14 Things Periods Have Taught Me


Let’s be real for a second; shredding your uterus lining is no laughing matter.

1) You can think you’re pregnant several times a year. “I’m three days late!!!! Wait…that night after dinner, did we use something???? FML I don’t think we did! I’m going to get fat, we’re not going to have enough money, i’m not going to be able to eat soft serve for 9 whole months!” 

2) Pregnancy tests are like, really expensive. And there is no way to take one without peeing on your hand.

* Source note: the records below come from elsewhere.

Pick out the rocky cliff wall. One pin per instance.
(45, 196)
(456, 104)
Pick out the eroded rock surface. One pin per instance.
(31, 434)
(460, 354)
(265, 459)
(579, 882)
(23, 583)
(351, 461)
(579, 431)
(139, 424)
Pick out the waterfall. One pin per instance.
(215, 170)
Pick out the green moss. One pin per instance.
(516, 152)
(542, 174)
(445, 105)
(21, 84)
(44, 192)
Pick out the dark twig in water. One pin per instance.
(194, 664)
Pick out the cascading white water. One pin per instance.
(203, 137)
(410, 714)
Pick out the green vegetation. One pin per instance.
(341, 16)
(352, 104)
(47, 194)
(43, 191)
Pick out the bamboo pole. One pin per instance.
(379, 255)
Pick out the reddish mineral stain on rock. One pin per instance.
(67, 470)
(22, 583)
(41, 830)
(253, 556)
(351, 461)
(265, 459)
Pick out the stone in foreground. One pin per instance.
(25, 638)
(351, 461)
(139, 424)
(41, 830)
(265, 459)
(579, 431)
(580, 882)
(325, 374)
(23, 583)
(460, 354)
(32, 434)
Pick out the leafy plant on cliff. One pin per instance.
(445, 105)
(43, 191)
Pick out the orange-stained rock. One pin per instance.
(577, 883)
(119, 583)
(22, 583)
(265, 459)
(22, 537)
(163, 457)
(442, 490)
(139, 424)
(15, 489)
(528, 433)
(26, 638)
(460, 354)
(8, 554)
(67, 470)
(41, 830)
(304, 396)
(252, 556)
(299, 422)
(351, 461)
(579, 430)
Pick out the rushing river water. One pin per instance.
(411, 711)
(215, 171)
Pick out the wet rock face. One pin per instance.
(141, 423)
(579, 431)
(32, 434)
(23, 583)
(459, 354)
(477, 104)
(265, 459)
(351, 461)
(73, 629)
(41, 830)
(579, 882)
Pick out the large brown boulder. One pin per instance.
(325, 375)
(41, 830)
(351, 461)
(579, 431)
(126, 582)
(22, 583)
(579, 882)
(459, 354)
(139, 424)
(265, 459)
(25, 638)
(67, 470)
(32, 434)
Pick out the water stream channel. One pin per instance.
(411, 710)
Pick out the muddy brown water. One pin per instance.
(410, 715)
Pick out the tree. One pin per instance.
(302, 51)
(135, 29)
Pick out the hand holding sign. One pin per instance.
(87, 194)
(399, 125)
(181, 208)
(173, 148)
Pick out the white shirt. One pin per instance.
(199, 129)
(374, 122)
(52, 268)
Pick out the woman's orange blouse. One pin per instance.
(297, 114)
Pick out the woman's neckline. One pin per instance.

3) White is not an option. Unless you’re living life on the edge and don’t mind the risk of looking like a hacked up teen from a Scream movie.

4) It’s all about the four C’s; cuddles and chocolate conquer cramps.

5) Sanitary towels are the adult equivalent to nappies. No wonder babies cry a lot.

6) Men cannot deal. Vagina + blood = slight mental breakdown.

7) Opening a tampon wrapper in a public bathroom sounds a lot like tucking into a bag of salt and vinegar Walkers. Awkward.

8) They come at the worst of times. Holiday approaching? Big date? You can bet your swollen boobs it’s a’flowing!

9) Swimming becomes a carefully co-ordinated event with regular interval check ins to make sure the string isn’t hanging out.

10) No matter how old you get there is always that one wardrobe fatality. RIP skinny jeans. You lived a good life.

11) Spots and pimples. They like to join the party and make you feel even more spectacular about life.

12) Toilet paper makeshift pads. Nobody talks about it but it happens. We’ll be making balloon animals next…

13) You can be a bitch. Enough said.

14) Cravings must be addressed accordingly in a timely fashion. Luckily calories don’t count during this time. Honestly.

Being a woman is ace sometimes huh?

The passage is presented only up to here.